Einwurf zur Aktenlage – der „Fall“ Andrej Holm

Der „Fall“ Holm ist ein hervorragendes Beispiel für die nichtgewollte und längst gescheiterte sogenannte Aufarbeitung.

Der „Fall“ lässt sich in wenigen Sätzen zusammenfassen. Holms politische Vorhaben missfallen einer Gruppe von Leuten, die nicht wollen, dass ihrem Streben nach Gewinnmaximierung Einhalt geboten wird. Der bereits als Linksextremist gebrandmarkte Holm ist gefährlich und wurde – so weit wie möglich – aus dem Weg geräumt. Seine Geschichte mit der Stasi passte perfekt. Da halfen natürlich auch wichtige  gutgemeinte und gut erklärende Solidaritätsbekundungen nichts. Siehe z.B. hier: Haus der Demokratie – Offener Brief

Als es begann, kannte ich das Ende. Möglichst weitgehende Vernichtung der beruflichen Existenz. Es funktioniert immer wieder auf gleiche Weise. Nach der Fragestellung „Einmal Stasi, immer Stasi“ wird die Frage nach einem langwierigen Scheinprozess systemimmanent beantwortet: Einmal Stasi, immer Stasi!

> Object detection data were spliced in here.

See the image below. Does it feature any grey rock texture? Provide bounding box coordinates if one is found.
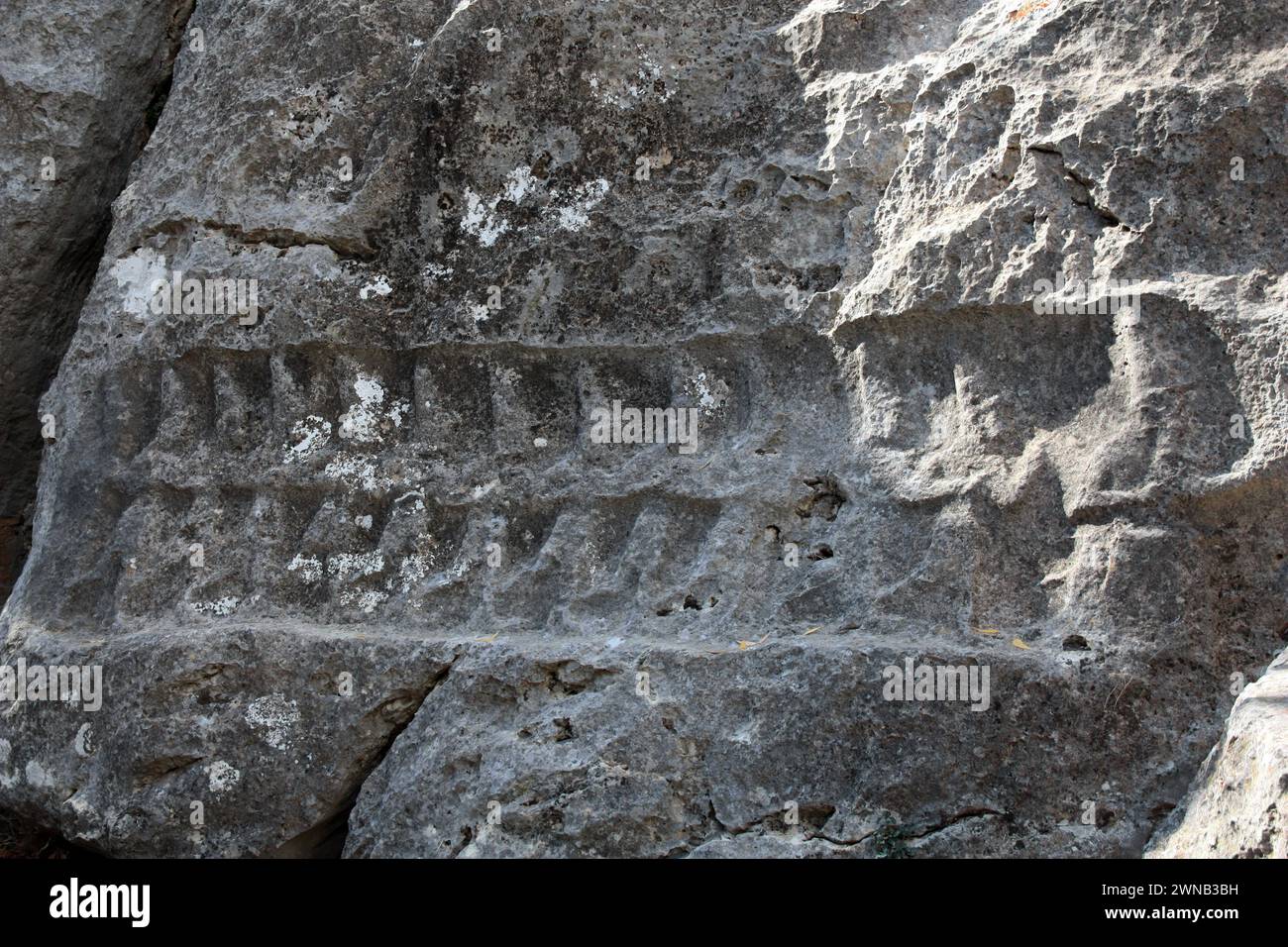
[1146,655,1288,858]
[0,0,192,601]
[0,0,1288,857]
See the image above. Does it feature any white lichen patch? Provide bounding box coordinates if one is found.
[284,415,331,464]
[559,177,608,231]
[286,554,322,582]
[108,246,170,321]
[339,373,411,443]
[206,760,241,792]
[192,595,241,618]
[461,164,610,249]
[322,454,393,492]
[326,553,385,579]
[246,693,300,750]
[358,275,394,299]
[340,588,389,614]
[688,371,730,411]
[471,476,501,500]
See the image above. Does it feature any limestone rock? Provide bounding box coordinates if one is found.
[0,0,1288,857]
[0,0,192,601]
[1146,655,1288,858]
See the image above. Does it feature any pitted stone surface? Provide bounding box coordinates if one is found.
[0,0,1288,857]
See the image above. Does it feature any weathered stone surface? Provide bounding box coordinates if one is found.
[0,0,192,603]
[0,0,1288,857]
[1146,655,1288,858]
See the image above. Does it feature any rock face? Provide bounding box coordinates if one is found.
[0,0,1288,857]
[0,0,192,603]
[1146,655,1288,858]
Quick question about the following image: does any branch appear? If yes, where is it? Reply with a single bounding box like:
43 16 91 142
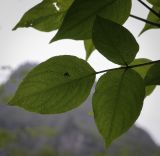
94 60 160 74
138 0 160 18
130 14 160 28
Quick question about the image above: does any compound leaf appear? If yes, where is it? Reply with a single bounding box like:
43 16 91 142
130 58 156 96
93 69 145 146
10 56 95 114
51 0 131 42
140 6 160 35
13 0 72 32
84 40 95 60
92 17 139 65
145 63 160 85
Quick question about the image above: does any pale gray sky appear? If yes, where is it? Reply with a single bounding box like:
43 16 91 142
0 0 160 145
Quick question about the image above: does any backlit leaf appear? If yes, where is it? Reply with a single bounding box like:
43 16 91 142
145 63 160 85
130 58 156 96
84 40 95 60
147 0 160 7
51 0 131 42
140 6 160 35
10 56 95 114
92 17 139 65
13 0 72 32
93 69 145 146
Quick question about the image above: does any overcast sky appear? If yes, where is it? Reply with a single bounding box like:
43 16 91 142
0 0 160 145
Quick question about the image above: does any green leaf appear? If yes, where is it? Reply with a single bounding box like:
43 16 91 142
145 63 160 85
92 17 139 65
84 40 95 60
93 69 145 147
13 0 72 32
140 6 160 35
130 58 156 96
51 0 131 42
147 0 160 7
10 56 95 114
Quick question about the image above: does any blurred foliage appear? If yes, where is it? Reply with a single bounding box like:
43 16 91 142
0 129 16 148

Schuld an der Antwort ist der IM, der Hauptamtliche Mitarbeiter, der Täter – hätte er doch zur rechten Zeit aufgeklärt, um Entschuldigung gebeten, sich rechtens geschämt, sich vollständig erinnert, sich nicht herausgeredet, nichts verschwiegen, seine Taten öffentlich gemacht (überall und lückenlos), die Fragen vollständig beantwortet, sich nicht um den Posten, die Stellung beworben – und so weiter und so fort.

Auf die Idee, dass das gar nicht geht, kommt die hysterisierte Meute dann nicht. Erinnerungslücken sind nicht zugelassen. Entschuldigungen reichen nicht aus. Die Scham ist keinesfalls öffentlich genug. Es gibt immer jemand, der vergessen wurde, bei der Information über die Vergangenheit – und sei es der Bäcker an der Ecke.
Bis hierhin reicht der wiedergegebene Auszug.